On female anime characters “appealing to men” too much

“Female characters are too often driven by their desire to appeal to men or support men, and too infrequently by their own motives and storylines. They also tend to end up in the background, waiting to be rescued or fixed in some way. I’d like to see more strength in the female characters we see in anime so both girls and boys watching anime as they grow up can find things to admire in those characters, rather than looking to the male leads for inspiration.

Obviously, there are exceptions to that rule!”

This is another quote taken from her article on Comicbook, a site rife with this sorta stuff.

In this case her point centers around female anime characters being too driven to their desire to appeal to men or support men. And needing to be saved or fixed.

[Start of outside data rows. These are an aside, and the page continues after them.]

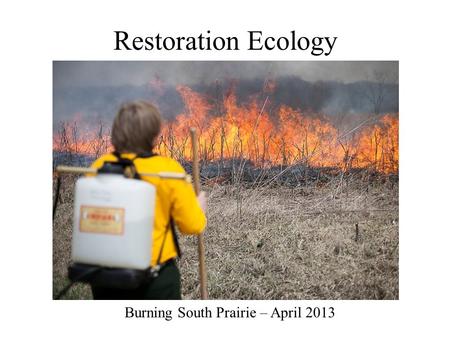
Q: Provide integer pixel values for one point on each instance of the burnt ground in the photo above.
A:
(326, 237)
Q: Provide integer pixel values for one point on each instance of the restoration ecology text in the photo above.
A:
(257, 40)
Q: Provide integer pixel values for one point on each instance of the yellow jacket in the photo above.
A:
(174, 198)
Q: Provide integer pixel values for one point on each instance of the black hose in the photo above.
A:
(80, 277)
(55, 203)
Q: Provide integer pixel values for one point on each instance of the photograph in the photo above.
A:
(225, 180)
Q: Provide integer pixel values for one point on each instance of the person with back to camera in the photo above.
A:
(134, 132)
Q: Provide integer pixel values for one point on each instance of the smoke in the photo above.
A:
(135, 73)
(95, 90)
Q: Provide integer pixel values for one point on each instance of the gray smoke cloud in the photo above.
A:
(120, 73)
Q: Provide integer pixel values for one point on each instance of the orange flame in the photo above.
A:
(267, 135)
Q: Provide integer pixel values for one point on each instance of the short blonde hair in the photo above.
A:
(136, 127)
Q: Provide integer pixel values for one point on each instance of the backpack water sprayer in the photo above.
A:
(113, 225)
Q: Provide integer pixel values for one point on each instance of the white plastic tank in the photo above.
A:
(113, 221)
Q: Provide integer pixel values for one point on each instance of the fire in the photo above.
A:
(265, 134)
(286, 136)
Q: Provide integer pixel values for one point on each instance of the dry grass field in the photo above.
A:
(333, 240)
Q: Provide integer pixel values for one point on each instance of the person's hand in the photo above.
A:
(202, 200)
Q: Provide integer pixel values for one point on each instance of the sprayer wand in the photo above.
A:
(201, 246)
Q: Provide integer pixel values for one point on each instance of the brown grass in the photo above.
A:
(281, 243)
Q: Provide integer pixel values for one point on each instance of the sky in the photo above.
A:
(118, 73)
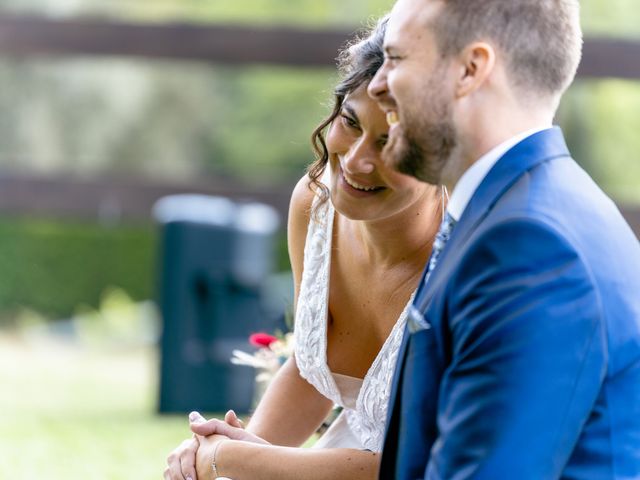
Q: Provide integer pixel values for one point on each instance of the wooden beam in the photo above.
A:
(608, 57)
(30, 36)
(632, 215)
(115, 200)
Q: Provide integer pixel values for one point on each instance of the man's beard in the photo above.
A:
(422, 147)
(422, 154)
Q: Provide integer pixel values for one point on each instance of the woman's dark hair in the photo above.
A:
(358, 63)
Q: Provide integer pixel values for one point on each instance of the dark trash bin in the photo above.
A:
(215, 257)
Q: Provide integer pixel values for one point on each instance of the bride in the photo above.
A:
(359, 236)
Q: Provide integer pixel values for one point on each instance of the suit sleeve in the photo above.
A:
(527, 357)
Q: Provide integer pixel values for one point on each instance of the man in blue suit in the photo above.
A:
(521, 358)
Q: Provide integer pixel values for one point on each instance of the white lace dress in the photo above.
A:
(362, 421)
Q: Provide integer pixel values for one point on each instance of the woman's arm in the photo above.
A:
(249, 461)
(292, 409)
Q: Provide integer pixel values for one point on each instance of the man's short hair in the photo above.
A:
(541, 39)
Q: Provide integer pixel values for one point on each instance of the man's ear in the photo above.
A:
(477, 61)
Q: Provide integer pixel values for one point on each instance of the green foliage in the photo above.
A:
(601, 123)
(53, 267)
(618, 18)
(266, 117)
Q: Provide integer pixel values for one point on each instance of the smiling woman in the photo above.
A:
(359, 236)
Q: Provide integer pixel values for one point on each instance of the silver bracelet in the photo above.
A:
(214, 466)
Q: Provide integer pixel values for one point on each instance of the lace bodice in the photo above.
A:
(367, 420)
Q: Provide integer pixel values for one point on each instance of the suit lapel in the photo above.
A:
(532, 151)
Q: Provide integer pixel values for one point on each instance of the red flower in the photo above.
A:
(262, 340)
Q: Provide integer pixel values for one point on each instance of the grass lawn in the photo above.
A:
(67, 411)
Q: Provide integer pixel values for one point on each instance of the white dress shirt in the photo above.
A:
(472, 178)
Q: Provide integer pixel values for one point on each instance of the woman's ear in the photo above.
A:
(477, 61)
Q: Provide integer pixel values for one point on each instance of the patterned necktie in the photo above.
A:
(442, 237)
(416, 320)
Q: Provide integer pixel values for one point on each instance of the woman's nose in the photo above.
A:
(360, 159)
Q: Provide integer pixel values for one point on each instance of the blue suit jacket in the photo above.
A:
(531, 366)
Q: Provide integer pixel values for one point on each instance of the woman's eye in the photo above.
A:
(349, 122)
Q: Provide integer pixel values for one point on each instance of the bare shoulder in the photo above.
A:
(299, 217)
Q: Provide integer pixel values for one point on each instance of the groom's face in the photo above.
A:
(412, 88)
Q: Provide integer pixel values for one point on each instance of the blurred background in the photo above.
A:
(107, 106)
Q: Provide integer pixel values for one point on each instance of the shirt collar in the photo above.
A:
(472, 178)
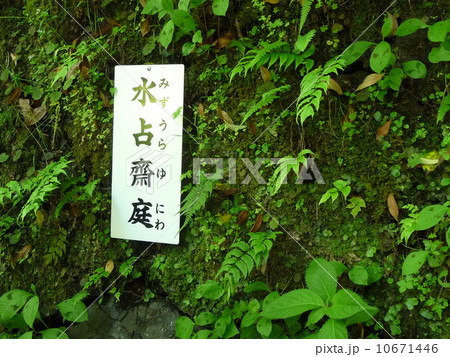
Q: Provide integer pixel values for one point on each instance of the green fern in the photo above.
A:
(267, 98)
(243, 258)
(270, 53)
(312, 87)
(196, 199)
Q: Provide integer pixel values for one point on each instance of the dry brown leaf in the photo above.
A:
(109, 267)
(332, 84)
(23, 253)
(14, 95)
(145, 27)
(265, 74)
(221, 42)
(392, 205)
(39, 217)
(201, 110)
(242, 216)
(394, 24)
(369, 80)
(224, 116)
(257, 224)
(384, 130)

Supporting men really isn’t an issue in itself. When you say things like this you need to give context otherwise it becomes a strawman or hyperbole.

Are the characters in a relationship? Are they friends? Is it a Shonen? In this context “supporting men” isn’t the bogyman it’s being made out to be.

Same thing about being saved, and the “fixed” comment goes both ways and there’s nothing wrong with it by itself.

Her other points relating to female anime characters “ending up in the background” just isn’t true for anyone who’s seen a sizeable amount of anime shows.

Again, no examples are given, it’s just words, claims, and a severe lack of context, and content that sounds good on the surface.

Even if we focus on Shonen from just last year 2021, this notion of female anime characters:

  • falling into the background
  • appealing to men or supporting male characters

and every other comment falls flat on its face. No one can take this seriously who REALLY understands anime, knows their anime, and pays attention to the anime industry.

This is even true if you dial the clock back 20 years to the 2000’s. It’s hyperbolic and has no basis in reality.

This is even more true if you focus on anime outside of Shonen, making the claim even more silly.


Talk is cheap

At the end of the day – anyone can talk and say what they want, but if you can’t back that shit up with some facts, examples, data, statistics, or something similar, then you don’t have a leg to stand on.

Articles written by Colleen Clinkenbeard or sites like Comicbook really must think people are too stupid to read in between the lines.

If there was a lot of points to back it up that would have been different, but leaving out context is a typical thing to do when peddling a narrative on a popular platform.